The Age of the Strongman: How the Cult of the Leader Threatens Democracy Around the World by Gideon Rachman, chief foreign affairs columnist for the Financial Times, is one of several new books that attempt to explain today’s authoritarians as a single phenomenon by slotting their rise and their “playbooks”—a favorite term of these analyses—into a unifying framework. See also: Strongmen: Mussolini to the Present by American historian Ruth Ben-Ghiat, from November 2020, and The Revenge of Power: How Autocrats Are Reinventing Politics for the 21st Century, published in February 2022 by Venezuelan commentator Moisés Naím.

In these books, strongmen heads of state are a stock character type with common strategies. They build their appeal around a standard checklist of issues, including inequality, migration, and crises of group and national identity. They share, in Rachman’s words, “a cult of personality” and “a politics driven by fear and nationalism.” Naím focuses on what he calls “3P autocrats,” who are initially elected, but then “dismantle the checks on executive power through populism, polarization, and post-truth.” Ben-Ghiat adds the dimension of “virility,” examining how the strongman’s “displays of machismo” and “kinship with other male leaders” help him menace women and LGBTQ+ populations, inform reckless foreign policy, and enable corruption. Above all, the emergence of these leaders is presented in these books as an assault on democracy itself. Ben-Ghiat calls their rise a “turn away from democracy,” Rachman heralds “the most sustained global assault on liberal democratic values since the 1930s,” and Naím warns that “at stake is not just whether democracy will thrive in the twenty-first century but whether it will even survive as the dominant system of government, the default setting in the global village.”

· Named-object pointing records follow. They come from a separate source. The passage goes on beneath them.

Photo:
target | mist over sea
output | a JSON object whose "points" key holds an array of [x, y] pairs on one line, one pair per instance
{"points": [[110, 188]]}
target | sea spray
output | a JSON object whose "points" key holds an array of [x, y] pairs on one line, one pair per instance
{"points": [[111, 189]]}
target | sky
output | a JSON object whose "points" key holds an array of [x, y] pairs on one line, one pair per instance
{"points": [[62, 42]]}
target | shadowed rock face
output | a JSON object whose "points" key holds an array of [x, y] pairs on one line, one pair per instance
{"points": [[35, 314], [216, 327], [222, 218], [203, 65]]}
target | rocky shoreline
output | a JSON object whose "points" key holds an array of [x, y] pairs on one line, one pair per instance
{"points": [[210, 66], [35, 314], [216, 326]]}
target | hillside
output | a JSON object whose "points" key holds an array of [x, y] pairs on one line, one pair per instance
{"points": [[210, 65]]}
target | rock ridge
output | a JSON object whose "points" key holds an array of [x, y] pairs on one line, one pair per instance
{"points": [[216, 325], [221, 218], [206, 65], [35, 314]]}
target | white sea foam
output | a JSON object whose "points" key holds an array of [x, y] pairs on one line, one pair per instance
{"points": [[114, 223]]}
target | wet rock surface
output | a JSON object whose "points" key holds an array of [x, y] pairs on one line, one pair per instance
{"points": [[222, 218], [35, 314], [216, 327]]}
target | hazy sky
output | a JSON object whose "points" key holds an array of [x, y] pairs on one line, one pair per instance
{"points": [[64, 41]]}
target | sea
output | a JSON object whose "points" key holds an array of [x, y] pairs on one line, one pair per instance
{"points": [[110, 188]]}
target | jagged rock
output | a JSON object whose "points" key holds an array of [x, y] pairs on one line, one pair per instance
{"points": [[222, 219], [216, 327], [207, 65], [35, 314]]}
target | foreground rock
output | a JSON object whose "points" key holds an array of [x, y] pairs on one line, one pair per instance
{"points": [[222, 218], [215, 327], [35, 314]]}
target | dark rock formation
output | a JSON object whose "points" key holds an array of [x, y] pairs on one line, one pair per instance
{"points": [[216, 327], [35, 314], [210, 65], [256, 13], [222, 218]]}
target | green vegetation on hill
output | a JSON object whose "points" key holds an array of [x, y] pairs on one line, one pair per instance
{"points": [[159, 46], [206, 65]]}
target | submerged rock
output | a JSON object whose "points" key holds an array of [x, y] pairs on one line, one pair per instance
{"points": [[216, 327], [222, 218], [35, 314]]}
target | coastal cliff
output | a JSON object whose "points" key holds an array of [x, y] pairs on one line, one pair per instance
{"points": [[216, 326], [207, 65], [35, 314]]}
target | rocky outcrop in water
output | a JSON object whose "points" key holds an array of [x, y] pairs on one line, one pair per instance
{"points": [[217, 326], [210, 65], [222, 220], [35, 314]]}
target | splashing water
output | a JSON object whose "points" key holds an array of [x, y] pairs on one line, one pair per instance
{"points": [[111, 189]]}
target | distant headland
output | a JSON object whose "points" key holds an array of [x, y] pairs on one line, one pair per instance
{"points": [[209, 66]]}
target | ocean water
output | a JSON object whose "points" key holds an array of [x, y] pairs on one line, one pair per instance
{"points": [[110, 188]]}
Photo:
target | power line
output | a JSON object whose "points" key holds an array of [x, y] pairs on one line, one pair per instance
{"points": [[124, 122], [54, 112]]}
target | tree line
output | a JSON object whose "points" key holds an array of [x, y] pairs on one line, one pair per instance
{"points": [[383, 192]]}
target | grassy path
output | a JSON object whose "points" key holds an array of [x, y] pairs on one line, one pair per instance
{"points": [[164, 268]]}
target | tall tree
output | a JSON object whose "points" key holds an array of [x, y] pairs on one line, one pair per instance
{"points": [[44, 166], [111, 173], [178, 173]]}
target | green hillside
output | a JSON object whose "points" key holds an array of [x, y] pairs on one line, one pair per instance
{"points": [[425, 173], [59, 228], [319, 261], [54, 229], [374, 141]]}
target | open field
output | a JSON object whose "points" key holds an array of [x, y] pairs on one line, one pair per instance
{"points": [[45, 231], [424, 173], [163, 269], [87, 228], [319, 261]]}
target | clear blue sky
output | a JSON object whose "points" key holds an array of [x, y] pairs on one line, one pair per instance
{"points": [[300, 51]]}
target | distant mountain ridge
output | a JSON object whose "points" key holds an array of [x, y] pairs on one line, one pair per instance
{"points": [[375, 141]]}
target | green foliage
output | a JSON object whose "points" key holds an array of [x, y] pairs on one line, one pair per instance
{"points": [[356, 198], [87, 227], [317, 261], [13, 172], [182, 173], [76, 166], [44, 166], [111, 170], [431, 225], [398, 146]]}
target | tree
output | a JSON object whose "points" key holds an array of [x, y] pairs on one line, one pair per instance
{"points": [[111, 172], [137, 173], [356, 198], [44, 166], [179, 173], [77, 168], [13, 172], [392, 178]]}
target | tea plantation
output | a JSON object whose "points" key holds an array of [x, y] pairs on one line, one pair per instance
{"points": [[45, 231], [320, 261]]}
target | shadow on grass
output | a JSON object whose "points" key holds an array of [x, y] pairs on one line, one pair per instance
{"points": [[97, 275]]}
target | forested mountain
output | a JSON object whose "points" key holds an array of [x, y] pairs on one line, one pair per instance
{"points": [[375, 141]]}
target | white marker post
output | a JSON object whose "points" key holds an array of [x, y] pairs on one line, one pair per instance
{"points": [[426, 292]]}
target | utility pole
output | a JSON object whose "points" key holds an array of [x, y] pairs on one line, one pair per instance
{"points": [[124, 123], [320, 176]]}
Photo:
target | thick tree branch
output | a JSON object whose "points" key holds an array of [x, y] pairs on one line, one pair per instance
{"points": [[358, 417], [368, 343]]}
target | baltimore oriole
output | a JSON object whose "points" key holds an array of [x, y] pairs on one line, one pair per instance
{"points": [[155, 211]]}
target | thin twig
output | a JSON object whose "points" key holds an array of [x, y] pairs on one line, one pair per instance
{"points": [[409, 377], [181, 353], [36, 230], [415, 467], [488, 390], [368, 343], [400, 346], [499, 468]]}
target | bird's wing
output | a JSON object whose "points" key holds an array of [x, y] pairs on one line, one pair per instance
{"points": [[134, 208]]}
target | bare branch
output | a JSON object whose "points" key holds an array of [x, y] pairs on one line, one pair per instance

It’s a powerful theory: that one recognizable character type might explain the retreat of democracy in so many countries across the world, and that simply recognizing this type of leader, and the tools he wields, is the first step to dismantling his power. Yet these books’ personality-driven approach makes it difficult to examine the structures that elevated such leaders in the first place—including a sometimes naïve, sometimes willfully blind Western press. Do such leaders really have as much in common as these authors tend to suggest? And do their personalities tell us more than the political systems, economic structures, and distinct histories of their countries? Rachman’s book, with its clubby breakfasts and high-altitude interviews, is a particularly concentrated application of this method, and particularly revealing of its limitations.